Let $T'$ denote the dual map of $T$ where $T$ is a linear map from $V$ to $W$ and $V$, $W$ are both finite dimensional. Let $U^0$ denote the annihilator of the subspace $U$ of $V$.
I wanted to prove $(\ker T)^0=(\operatorname{Im}T')$ without using the fact that $\operatorname{Rank}(T)=\operatorname{Rank}(T')$. Right now, I am only stuck at the point of showing $(\ker T)^0\subset(\operatorname{Im}T').$ I saw this answer on Stackexchange earlier but it seems longer than expected.
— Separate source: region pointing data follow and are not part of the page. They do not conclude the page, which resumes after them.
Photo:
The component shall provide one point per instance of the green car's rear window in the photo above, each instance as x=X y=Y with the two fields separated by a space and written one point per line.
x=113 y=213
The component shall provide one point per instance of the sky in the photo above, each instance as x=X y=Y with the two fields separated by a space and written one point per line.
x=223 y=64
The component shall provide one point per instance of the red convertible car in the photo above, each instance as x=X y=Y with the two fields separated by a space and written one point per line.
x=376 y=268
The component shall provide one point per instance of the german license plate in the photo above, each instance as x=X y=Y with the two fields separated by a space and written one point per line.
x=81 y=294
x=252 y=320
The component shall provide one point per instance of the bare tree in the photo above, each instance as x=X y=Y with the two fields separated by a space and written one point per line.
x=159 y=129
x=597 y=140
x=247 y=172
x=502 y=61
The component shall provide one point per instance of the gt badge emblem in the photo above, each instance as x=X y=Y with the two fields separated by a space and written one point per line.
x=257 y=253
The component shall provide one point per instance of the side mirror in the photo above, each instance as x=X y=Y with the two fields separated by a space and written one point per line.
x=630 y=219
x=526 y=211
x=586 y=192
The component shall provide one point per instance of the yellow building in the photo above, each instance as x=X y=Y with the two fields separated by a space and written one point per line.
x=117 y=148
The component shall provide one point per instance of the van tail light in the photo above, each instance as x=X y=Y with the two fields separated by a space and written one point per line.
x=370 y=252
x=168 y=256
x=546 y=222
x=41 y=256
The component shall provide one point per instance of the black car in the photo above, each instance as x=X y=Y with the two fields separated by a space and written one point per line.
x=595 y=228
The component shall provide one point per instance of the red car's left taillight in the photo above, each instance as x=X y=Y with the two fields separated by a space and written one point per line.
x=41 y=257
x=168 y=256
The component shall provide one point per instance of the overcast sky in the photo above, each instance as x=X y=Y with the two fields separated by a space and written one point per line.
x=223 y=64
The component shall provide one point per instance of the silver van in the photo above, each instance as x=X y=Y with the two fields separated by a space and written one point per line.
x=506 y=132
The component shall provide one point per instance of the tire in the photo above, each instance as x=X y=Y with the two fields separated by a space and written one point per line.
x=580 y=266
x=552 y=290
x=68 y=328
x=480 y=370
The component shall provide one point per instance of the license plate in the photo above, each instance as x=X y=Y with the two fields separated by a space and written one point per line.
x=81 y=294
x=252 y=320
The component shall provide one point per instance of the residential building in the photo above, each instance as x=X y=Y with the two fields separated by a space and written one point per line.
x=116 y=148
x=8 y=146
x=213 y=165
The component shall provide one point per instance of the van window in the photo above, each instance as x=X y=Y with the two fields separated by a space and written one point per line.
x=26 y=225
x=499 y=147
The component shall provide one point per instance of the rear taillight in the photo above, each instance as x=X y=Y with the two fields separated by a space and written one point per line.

Since this was only a section of past paper question, I was wondering if there was a quicker way in showing so.
I thought about taking $f\notin \operatorname{Im}(T')$ and tried to show that $f\notin (\ker T)^0$ as well but I didn't get far with that one.
We have $T: V \to W$ and $T': W' \to V'$. Then: $$ \begin{aligned} f \in (\ker T)^0 & \iff f(v) = 0 \text{ for all } v \in \ker T \\ & \iff \ker T \subseteq \ker f \\ & \iff f = g \circ T \text{ for some } g \in W' \\ & \iff f \in \operatorname{im} T' \end{aligned}$$
The step that needs explaining is going between the conditions $\ker T \subseteq \ker f$ and $f = g \circ T \text{ for some } g \in W'$. Does this hint suffice?